Do not assume the source field names are the contract. Convert by reconstructing the semantic
pieces needed by Gym's Responses-style row format.
Core Workflow
- Inspect the source data shape and count the candidate assistant decision points.
- Identify the semantic fields needed for each pivot:
- model-call input context before the pivot action
- available tools at that decision point
- expected assistant action
- reward/verifier target if it is separate from the demonstrated action
- optional provenance such as task id, source trajectory id, rollout id, uuid, depth, and original metadata
- Convert each accepted decision point into one pivot JSONL row.
- Generate or update the matching Gym config so the pivot-format JSONL can be used directly.
- Validate with the bundled validator and, when available, the target Gym resource-server models.

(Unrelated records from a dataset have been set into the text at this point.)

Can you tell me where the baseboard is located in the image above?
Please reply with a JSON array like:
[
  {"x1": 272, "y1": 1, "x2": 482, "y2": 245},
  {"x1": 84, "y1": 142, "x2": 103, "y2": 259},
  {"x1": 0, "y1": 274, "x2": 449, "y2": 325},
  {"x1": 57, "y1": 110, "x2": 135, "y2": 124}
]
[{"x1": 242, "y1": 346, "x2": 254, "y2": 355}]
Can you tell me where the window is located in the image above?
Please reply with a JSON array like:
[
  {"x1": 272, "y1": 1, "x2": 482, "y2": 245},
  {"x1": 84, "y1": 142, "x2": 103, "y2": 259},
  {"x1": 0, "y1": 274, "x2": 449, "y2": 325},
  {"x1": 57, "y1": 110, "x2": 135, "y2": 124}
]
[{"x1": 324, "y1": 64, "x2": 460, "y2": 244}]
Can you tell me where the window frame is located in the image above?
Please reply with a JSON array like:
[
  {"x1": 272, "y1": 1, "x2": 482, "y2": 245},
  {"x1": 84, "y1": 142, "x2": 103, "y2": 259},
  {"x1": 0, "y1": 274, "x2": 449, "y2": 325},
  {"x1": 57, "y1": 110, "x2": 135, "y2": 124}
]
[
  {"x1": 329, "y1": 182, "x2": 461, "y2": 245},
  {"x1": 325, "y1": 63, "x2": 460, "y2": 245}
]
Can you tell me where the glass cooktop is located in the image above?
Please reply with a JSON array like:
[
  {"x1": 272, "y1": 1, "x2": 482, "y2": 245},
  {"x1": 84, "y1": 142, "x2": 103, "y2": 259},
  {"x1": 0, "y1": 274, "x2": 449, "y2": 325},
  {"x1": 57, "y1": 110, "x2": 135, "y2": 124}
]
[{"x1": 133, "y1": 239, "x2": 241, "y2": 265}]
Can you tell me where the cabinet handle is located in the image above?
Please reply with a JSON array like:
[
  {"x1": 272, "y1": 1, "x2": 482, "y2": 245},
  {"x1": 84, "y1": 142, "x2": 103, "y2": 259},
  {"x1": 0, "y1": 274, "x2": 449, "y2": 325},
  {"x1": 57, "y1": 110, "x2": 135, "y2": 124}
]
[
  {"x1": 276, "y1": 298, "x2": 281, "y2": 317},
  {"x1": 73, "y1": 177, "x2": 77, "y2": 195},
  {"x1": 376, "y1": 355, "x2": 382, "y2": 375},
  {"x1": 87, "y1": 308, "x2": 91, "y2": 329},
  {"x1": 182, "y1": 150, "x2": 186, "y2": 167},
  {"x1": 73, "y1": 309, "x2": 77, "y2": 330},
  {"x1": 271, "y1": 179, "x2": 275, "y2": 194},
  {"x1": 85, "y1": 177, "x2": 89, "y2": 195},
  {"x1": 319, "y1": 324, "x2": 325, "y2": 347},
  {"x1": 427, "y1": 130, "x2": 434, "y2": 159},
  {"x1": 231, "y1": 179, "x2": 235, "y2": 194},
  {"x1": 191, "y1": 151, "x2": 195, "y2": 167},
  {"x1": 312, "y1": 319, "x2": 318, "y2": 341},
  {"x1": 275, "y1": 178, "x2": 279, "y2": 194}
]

- Write metrics that make skipped rows, action types, tool names, depth, and provenance coverage easy to inspect.
Row Shape
Read references/row-contract.md when implementing or reviewing a
converter. For single_step_tool_use_with_argument_comparison, the essential row fields are:
responses_create_params: Responses API-style input and tool specs for the model call.
expected_action: one function_call or one message.
agent_ref: row-level agent routing that matches the generated config.
Do not copy optional null fields into responses_create_params; omit them unless the target
contract explicitly wants them.
expected_action is singular. If a source assistant turn has more than one tool call, filter that
turn out of the pivot dataset and keep it only in a skipped-row audit if it needs review.
Conversion Patterns
Read references/conversion-patterns.md when the source data
is not already in pivot shape. The rule is to normalize by meaning, not by source container.
Useful reference scripts live under scripts/reference/. They are copied from real conversions and
may contain dataset-specific paths, assumptions, or older branch behavior, so treat them as examples
to borrow from rather than canonical commands to run unchanged:
generic_pivot_dataset_reference.py: generic source rows to pivot rows.
chat_messages_to_pivot_dataset_reference.py: chat-completion messages to pivot rows.
conversational_messages_to_pivot_dataset_reference.py: conversational message trajectories to pivot rows with reasoning/provenance handling.
tool_messages_to_pivot_dataset_reference.py: message/tool-use style rows to pivot rows.
Pivot Selection
Use clean, positive source trajectories for the demonstrated pivots. When multiple source
trajectories exist for a task, prefer tasks whose source trajectory group has mixed rewards
instead of all success or all failure; this avoids spending data on tasks that were trivial or
impossible for the source model. Treat that source-task filter as preferred, not mandatory, because
the source model and downstream policy may have different capabilities.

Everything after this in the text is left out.